The Dohmen Company Foundation continues its fight against diet-related disease with the launch of a $60 million impact investment fund, the Milwaukee-based organization announced Friday during a live-streamed event at the White House.
The fund will infuse capital into for-profit social enterprises that are working to improve health outcomes through food-related solutions. Dohmen is planning to invest in five to 10 food-focused businesses – both B2B and B2C – that are looking to scale their work and drive increased impact, with the ultimate goal of improving the health of more than five million consumers over the next five to 10 years, according to a news release.
The impact investment fund builds upon an ongoing $75 million commitment to reducing the morbidity of diet-related disease. Dohmen announced that pledge in September during the White House Conference on Hunger, Nutrition & Health, when the Biden administration rolled out a national strategy to end hunger, improve healthy eating and physical activity, and reduce diet-related disease by 2030.
“Our nation is sick. The standard American diet and its underlying dependency on processed food is largely to blame,” Dohmen president and chief executive officer Rachel Roller said in a statement. “The DCF Impact Investment Fund seeks to advance a healthier food system through strategic investments in solutions that align with our mission to reverse and prevent diet-related disease.”
Roller participated in a panel discussion during Friday’s White House event, where she urged others to prioritize investments in the healthy food and nutrition ecosystem.
“More investment is needed to promote the healthy food industry and make unprocessed, whole foods readily and equitably available. We encourage other foundations, socially conscious businesses, and investors to join us in advancing a healthy eating movement by pursuing a similar self-sustaining investment model with a capital and social return,” said Roller.
The fund will prioritize social return on investment over monetary gains on its invested capital. Financial profits achieved through the fund’s investments will fuel the foundation’s charitable giving activities and public awareness strategies.
In 2019, Dohmen converted from a six-generation family-owned business into a foundation-owned philanthropic enterprise. Under that structure, the company’s profits are donated to the foundation for charitable purposes. Central to Dohmen’s current strategy is the belief that food is a key preventative medical intervention.
“We believe that convenient access to healthy food for all Americans is the answer to our nation’s greatest public health threat,” said board chair Cynthia Dohmen LaConte. “Food, the very thing that’s making us sick, can become our prescription to health. Our intention is to make access to healthy, whole food as ubiquitous as today’s unhealthy fast food.”
While Dohmen is looking to make a nationwide impact through its newly launched $60 million fund, the focus of its earlier $75 million pledge targets Wisconsin and the Milwaukee community more specifically.

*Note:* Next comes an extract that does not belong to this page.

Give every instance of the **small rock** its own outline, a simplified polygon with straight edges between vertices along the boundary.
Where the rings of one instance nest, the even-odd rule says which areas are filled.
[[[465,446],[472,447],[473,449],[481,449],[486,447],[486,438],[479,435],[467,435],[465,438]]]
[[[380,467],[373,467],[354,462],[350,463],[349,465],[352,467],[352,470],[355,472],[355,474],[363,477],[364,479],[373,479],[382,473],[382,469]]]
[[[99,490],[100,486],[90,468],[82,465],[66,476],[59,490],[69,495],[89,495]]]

With $15 million of that $75 planned investment, the foundation launched Food For Health, a Milwaukee-based public charity that provides a home-delivered medically tailored meal program for economically disadvantaged populations in Wisconsin, and The Food Benefit Co., a Milwaukee-based social enterprise that contracts with companies to provide employees with nutrition coaching, biometric screening and fresh food delivery.

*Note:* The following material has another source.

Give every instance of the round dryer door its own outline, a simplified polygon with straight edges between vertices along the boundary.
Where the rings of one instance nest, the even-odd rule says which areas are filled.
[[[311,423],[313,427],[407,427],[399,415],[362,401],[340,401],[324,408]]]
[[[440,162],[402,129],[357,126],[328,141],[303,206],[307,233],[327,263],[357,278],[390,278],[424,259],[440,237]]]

“Since launching those two programs, we have seen phenomenal results, clinical results in preventing and reversing diet-related disease,” said Roller.
Dohmen provided seed money for Food For Health, but the organization will need to raise funds from other partners and individuals to reach its goal of improving the health of 50,000 people in the span of five years. Profits from the Food Benefit Co. will go toward the nonprofit’s mission, according to a company spokesperson.